Despite the Bruins’ loss to the Wild last night, our hopes are still high for the season. What is worrisome, though – aside from Chara’s injury – is the pressure for our crowds to get LOUD! As you can see in this picture from last Thursday’s game, our noise meter was slowly jumping. Fans all over are pushed to show their support with noise. And while we can appreciate a pumped-up, loyal crowd, the noise can be dangerous. It can impact one’s hearing and, surprisingly enough, does not guarantee a home-team win. It can even do the opposite.

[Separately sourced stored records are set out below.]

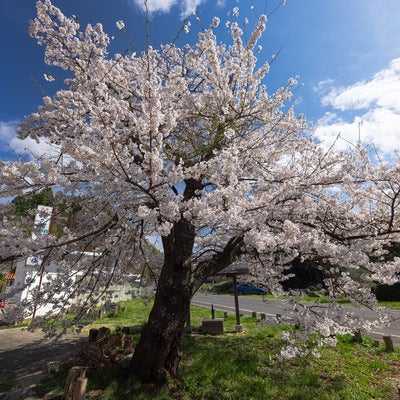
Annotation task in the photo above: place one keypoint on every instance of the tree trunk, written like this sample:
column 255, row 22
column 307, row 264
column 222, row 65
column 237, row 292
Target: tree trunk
column 158, row 350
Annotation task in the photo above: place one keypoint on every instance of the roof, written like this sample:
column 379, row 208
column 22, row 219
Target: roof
column 238, row 268
column 10, row 276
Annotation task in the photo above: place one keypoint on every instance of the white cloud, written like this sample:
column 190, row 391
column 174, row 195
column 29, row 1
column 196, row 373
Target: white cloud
column 165, row 6
column 377, row 104
column 27, row 147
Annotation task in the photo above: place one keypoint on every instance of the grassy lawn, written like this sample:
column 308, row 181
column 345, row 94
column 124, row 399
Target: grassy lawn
column 246, row 366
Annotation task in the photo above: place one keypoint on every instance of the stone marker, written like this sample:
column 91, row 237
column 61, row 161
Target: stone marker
column 213, row 326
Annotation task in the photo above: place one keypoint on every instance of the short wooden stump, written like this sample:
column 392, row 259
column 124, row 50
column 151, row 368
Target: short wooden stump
column 213, row 326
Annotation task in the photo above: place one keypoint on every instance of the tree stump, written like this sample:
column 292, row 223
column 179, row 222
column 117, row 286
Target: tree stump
column 103, row 335
column 71, row 383
column 119, row 339
column 357, row 336
column 388, row 343
column 80, row 389
column 93, row 333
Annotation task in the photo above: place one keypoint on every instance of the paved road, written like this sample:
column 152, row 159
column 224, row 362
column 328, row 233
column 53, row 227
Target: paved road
column 24, row 358
column 271, row 308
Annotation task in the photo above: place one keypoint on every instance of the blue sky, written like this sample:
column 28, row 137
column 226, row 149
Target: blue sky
column 346, row 53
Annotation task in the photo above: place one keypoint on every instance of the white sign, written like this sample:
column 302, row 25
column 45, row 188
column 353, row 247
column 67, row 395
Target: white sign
column 42, row 221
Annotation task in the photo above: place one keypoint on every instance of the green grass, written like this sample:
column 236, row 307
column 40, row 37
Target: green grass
column 246, row 366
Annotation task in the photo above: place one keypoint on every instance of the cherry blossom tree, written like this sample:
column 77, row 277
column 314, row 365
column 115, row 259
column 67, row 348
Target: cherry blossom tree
column 187, row 143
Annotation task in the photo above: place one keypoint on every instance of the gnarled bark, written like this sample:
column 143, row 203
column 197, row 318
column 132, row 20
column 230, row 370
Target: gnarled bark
column 158, row 351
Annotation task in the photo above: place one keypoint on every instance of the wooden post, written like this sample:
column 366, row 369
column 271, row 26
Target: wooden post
column 388, row 343
column 357, row 336
column 236, row 300
column 80, row 389
column 74, row 374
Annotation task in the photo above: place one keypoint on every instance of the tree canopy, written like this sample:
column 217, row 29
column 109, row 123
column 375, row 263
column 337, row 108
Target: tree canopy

The goal of the noise meter isn’t just to get the title of the loudest stadium in the world, but also to get the fans directly involved in the game. The hope is that the opposing team will be intimidated by the noise (this might very well be true, given the level of sound) and the home team will get riled up by their fans’ encouragement. But exposure to loud noise can cause immediate and lasting damage one’s hearing. On Monday, fans at Kansas City’s Arrowhead Stadium broke a record with 142.2 decibels of noise. Director of Otology at Columbia University’s Medical Center made note that “if you’re literally talking about [over] 130 decibels – nobody should ever be exposed to that. There isn’t a safe amount of time for 130 decibels. It’s physically painful as well as acoustically damaging.”

Besides, crowd noise isn’t just a single powerful clap, like a gunshot or a thunder crack, but a rising, lasting buildup of sound. As you can imagine, the longer these fans – and others like them – are exposed to the noise, the more damage they’re causing. According to Alison Grimes, Director of Audiology at the UCLA Medical Center, “people will say, ‘oh, it was just for 10 minutes.’ And what I tell my patients is that noise is cumulative over the lifetime.” Without knowing it, you can cause yourself noise-induced hearing loss, which can be permanent.

And here’s another fact worth noting: while the noise meter most definitely serves to rile up the fans, studies have actually shown that there has never been any conclusive scientific proof that a rowdy crowd can help the team win. It might boost a player’s confidence, but it might cause anxiety, too; the pressure to perform increases as the crowd gets louder and louder. This stress can sometimes cause a negative effect. A player might miss out on an important play simply because he couldn’t hear his teammates, or he might slip up, distracted by the noise. Imagine trying to concentrate and win a shoot-out with a million fans screaming all around you. Talk about negative pressure! So while there’s a chance that volume can help our talented sports teams, is it drewworth the risks – for them and for us?

Now, we’re not saying we have to get rid of the beloved crowd roar. But I’d wager that it would be worth it to reduce it (does it really matter if you’ve got the loudest stadium around?) or at least wear earplugs. Take it from New Orleans Quarterback Drew Brees, shown here with his son after his 2010 Super Bowl win: it’s better to be careful. Wear hearing protection to the games, and then embrace the noise.